Pensa che la Sua esperienza come scenografo, viste anche le eccellenti risposte di pubblico e di critica nel debutto novarese, possa ripetersi?
I trionfi critici e di pubblico possono abbagliare e spingere verso passi falsi. Resto maggiormente ancorato alla mia arte pittorica. Non saprei concepire il mio atto creativo in altro modo. Amo definirmi un pittore prestato occasionalmente al teatro o al cinema (in passato avevo ceduto una mia opera per la scenografia del film Saturno contro di Ferzan Özpetek) anche se è un’esperienza esaltante sul piano creativo e che ripeterei molto volentieri. Ci sono stati molti pittori del XXI secolo che hanno vissuto esperienze analoghe, da Picasso a De Chirico e Casorati, pertanto mi sento in buona compagnia. Mi è già giunta qualche proposta per nuovi progetti ma è prematuro parlarne pubblicamente.
A quale opera lirica o, perché no, anche di prosa drammaturgica desidererebbe dedicarsi?

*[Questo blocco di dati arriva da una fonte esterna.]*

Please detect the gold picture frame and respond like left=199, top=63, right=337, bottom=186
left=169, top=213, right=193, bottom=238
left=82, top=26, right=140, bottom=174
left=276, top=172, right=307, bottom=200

Mi misurerei ben volentieri con tutto il repertorio operistico del XVIII e XIX secolo, soprattutto romantico e veristico. Naturalmente alcune opere sarebbero più vicine alla mia sensibilità pittorica. Mi piacerebbe moltissimo cimentarmi nel tardobarocco, da Vivaldi ad Händel, da Cimarosa al mio conterraneo Piccinni. Ovviamente Mozart, soprattutto la trilogia con Da Ponte. Amo molto Mascagni, ma non saprei rinunciare a Rossini, Bellini, Donizetti, Verdi e Giordano. Insomma, sono un po’ bulimico, in questo senso. Se dovessi scegliere sul piano contenutistico, più che su quello musicale, la mia prima opzione sarebbe Le Dialogue des Carmélites di Poulenc, tratto dal dramma di Georges Bernanos, rielaborazione del romanzo di Gertrud von Le Fort. La vicenda è quella del martirio delle sedici monache beate carmelitane di Compiègne, ghigliottinate nel 1794 dopo la Rivoluzione francese per non aver abiurato la Fede, rinunciando ai voti, oltraggio pagato con il sangue ai giacobini anticlericali, durante il regime del Terrore. Soggetto che da anni spero di riuscire anche a dipingere per un altare, prima di vederlo in scena a teatro.